Ahmed Çelebi'nin eğitim hayatına dair detaylı bir bilgi günümüze ulaşmamakla beraber kendisinin "Hezarfen Ahmed Çelebi" olarak anılması bilgeliğinden dolayı olmuştur. "Hezar" Farsça kökenli bir kelime olup "1000" anlamı taşımaktadır. Dolayısıyla "Hezarfen" binfenli veya bilimli anlamını taşımaktadır. Çevresinden de öğrenildiği üzere Çelebi'nin, bilgi seviyesinin oldukça yüksek olduğu ve fen bilimleri ile ilgilenmiş olduğu anlaşılmıştır. Bunun yanında kendi uçuş planı için Türk alimi İsmail Cevheri'nin ve Leonardo Da Vinci'nin çalışmaları üzerine kendisini geliştirmiştir.
Hezarfen Ahmed Çelebi, ilk önce İsmail Cevheri'nin başarısızlıkla sonuçlanan uçuş çalışmasını çok detaylı bir şekilde incelemiştir. Bunun yanında kuşların uçuşlarını takip etmiş ve kendisinin hazırlamış olduğu yapay kanatların dayanıklılık derecesini görebilmek için Okmeydanı’nda bir takım testler yapmıştır. Çelebi, lodoslu bir havada Galata Kulesi'nden hazırlamış olduğu kuş kanatlarına benzer bir ekipmanı takıp kendisini boşluğa bırakmış ve uçarak Üsküdar'a inmeyi başarmıştır. İki bölge arasındaki 3358 metrelik mesafeyi uçarak başarıyla geçmiş ve böylece Türk havacılık tarihinin en önemli isimlerinden birisi olmuştur. Hezarfen Ahmed Çelebi'nin bu çalışması tarihte sadece Evliya Çelebi'nin "Seyahatname" adlı eserinde bulunmaktadır. Ayrıca Çelebi, başarılı uçuş çalışmasından sonra IV. Murad tarafından bir kese akçe ile ödüllendirilmiş olsa da bir süre sonra Çelebi'nin bu cesareti tehlike unsuru olarak görülmüş ve Cezayir'e sürgün gönderilmiştir.

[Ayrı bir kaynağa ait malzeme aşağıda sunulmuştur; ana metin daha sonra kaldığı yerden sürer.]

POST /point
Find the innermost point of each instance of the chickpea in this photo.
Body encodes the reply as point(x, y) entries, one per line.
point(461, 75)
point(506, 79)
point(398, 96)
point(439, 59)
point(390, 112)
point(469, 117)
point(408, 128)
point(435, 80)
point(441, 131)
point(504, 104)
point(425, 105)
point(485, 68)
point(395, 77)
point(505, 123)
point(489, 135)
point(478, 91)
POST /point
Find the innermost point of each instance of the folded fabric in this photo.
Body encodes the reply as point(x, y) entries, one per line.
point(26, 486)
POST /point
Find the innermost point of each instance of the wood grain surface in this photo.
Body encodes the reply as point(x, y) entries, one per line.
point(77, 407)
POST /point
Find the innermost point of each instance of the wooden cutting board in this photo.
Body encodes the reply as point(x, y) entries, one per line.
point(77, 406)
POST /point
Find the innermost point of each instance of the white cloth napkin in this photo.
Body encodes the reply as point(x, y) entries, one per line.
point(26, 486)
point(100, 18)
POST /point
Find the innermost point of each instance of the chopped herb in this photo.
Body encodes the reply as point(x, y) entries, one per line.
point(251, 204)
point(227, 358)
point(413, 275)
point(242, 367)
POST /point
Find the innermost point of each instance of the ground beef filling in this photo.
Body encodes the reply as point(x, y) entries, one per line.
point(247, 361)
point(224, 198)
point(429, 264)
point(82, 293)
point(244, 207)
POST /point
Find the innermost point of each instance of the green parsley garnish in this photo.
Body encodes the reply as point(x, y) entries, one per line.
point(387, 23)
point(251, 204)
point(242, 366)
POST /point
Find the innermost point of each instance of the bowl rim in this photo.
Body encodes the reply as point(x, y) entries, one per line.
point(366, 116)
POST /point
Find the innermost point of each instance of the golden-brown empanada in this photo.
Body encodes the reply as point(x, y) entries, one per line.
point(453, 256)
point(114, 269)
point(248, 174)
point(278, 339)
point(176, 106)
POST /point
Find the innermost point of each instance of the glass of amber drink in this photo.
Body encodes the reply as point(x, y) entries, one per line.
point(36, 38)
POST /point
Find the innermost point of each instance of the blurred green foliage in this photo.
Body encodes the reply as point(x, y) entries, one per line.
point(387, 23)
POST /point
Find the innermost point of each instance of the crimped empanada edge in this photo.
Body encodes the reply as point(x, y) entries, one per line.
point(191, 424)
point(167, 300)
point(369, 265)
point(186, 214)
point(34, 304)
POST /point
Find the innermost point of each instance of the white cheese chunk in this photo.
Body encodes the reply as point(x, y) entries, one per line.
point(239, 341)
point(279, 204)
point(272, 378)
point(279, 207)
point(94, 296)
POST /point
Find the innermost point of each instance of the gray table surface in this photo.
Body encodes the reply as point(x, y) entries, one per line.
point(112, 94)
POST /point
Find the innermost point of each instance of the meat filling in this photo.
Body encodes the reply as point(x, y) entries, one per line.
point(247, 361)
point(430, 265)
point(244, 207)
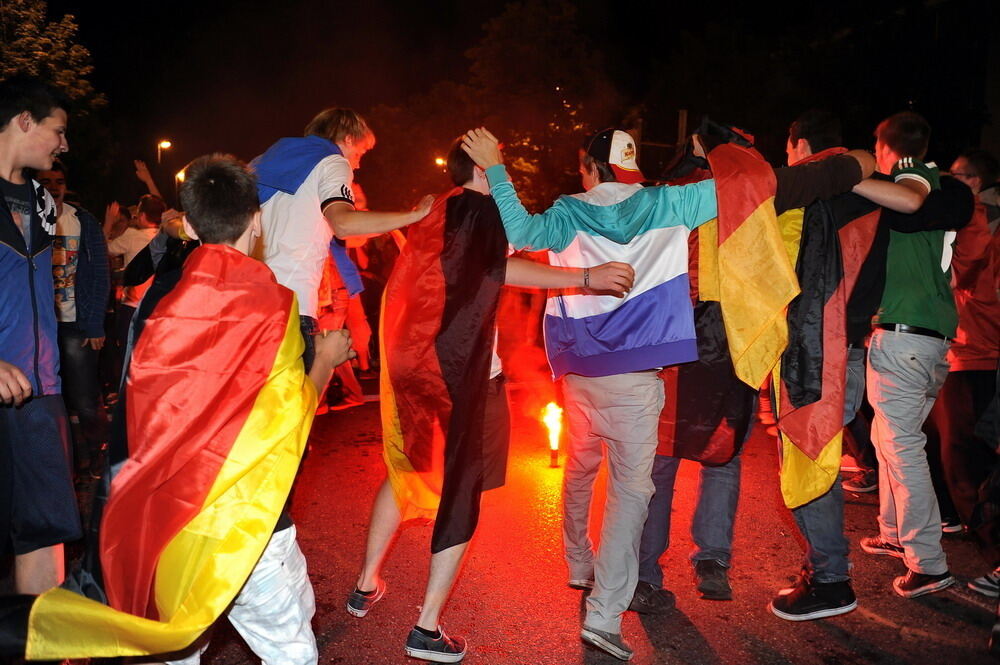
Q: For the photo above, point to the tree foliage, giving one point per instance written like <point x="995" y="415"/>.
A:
<point x="533" y="80"/>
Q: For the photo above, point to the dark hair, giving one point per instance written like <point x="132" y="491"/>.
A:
<point x="984" y="164"/>
<point x="604" y="171"/>
<point x="335" y="124"/>
<point x="21" y="93"/>
<point x="460" y="165"/>
<point x="219" y="197"/>
<point x="153" y="207"/>
<point x="906" y="133"/>
<point x="820" y="128"/>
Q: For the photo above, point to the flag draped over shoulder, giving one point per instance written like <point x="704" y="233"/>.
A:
<point x="828" y="241"/>
<point x="219" y="410"/>
<point x="743" y="264"/>
<point x="438" y="328"/>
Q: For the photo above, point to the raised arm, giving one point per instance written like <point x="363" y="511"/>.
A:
<point x="613" y="277"/>
<point x="552" y="229"/>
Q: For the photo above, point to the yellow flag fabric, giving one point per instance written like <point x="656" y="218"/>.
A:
<point x="205" y="565"/>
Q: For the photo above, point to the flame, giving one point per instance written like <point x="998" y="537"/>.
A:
<point x="552" y="417"/>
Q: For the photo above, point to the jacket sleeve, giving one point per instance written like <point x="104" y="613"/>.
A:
<point x="552" y="229"/>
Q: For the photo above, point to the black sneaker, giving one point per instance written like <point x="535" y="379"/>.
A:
<point x="610" y="643"/>
<point x="442" y="649"/>
<point x="914" y="584"/>
<point x="650" y="600"/>
<point x="809" y="600"/>
<point x="359" y="603"/>
<point x="875" y="545"/>
<point x="861" y="482"/>
<point x="712" y="580"/>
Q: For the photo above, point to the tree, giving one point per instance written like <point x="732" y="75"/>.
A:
<point x="31" y="44"/>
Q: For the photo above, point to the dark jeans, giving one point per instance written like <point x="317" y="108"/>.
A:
<point x="965" y="459"/>
<point x="712" y="526"/>
<point x="82" y="392"/>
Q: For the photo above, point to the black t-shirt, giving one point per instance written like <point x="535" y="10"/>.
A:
<point x="18" y="198"/>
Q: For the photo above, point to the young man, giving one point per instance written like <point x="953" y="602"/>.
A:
<point x="80" y="259"/>
<point x="448" y="282"/>
<point x="907" y="365"/>
<point x="219" y="410"/>
<point x="306" y="198"/>
<point x="37" y="506"/>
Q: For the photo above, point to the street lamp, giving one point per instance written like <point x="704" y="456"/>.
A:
<point x="160" y="147"/>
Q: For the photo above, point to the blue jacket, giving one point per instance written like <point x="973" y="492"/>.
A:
<point x="27" y="296"/>
<point x="93" y="276"/>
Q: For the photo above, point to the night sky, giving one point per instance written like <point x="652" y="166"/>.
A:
<point x="234" y="76"/>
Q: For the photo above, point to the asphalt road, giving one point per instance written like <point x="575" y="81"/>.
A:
<point x="512" y="603"/>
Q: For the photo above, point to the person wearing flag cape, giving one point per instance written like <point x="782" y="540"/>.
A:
<point x="444" y="408"/>
<point x="219" y="410"/>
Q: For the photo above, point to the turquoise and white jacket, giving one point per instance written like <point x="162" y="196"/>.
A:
<point x="653" y="325"/>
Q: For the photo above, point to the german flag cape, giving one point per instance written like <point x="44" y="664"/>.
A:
<point x="743" y="263"/>
<point x="828" y="245"/>
<point x="438" y="323"/>
<point x="219" y="409"/>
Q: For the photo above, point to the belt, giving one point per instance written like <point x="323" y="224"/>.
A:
<point x="913" y="330"/>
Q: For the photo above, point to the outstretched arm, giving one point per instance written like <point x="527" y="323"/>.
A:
<point x="345" y="221"/>
<point x="614" y="277"/>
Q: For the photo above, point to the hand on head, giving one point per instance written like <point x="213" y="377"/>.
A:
<point x="482" y="147"/>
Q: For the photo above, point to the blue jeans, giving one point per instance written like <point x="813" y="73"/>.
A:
<point x="821" y="521"/>
<point x="712" y="527"/>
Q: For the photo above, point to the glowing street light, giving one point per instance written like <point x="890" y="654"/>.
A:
<point x="160" y="147"/>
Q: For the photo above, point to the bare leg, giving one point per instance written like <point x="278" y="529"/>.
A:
<point x="444" y="570"/>
<point x="381" y="529"/>
<point x="38" y="571"/>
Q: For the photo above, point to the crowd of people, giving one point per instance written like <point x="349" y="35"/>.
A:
<point x="848" y="300"/>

"İptida, Okmeydan'ın minberi üzere, rüzgar şiddetinden kartal kanatları ile sekiz, dokuz kere havada pervaz ederek talim etmiştir. Badehu Sultan Murad Han Sarayburnu'nda Sinan Paşa köşkünden temaşa ederken, Galata Kulesi'nin taa zirve-i belasından lodos rüzgarı ile uçarak, Üsküdar'da Doğancılar meydanına inmiştir. Sonra Murad Han, kendisine bir kese altın ihsan ederek: "Bu adam pek havf edilecek (korkulacak) bir ademdir. Her ne murad ederse, elinden geliyor. Böyle kimselerin bekası caiz değil!"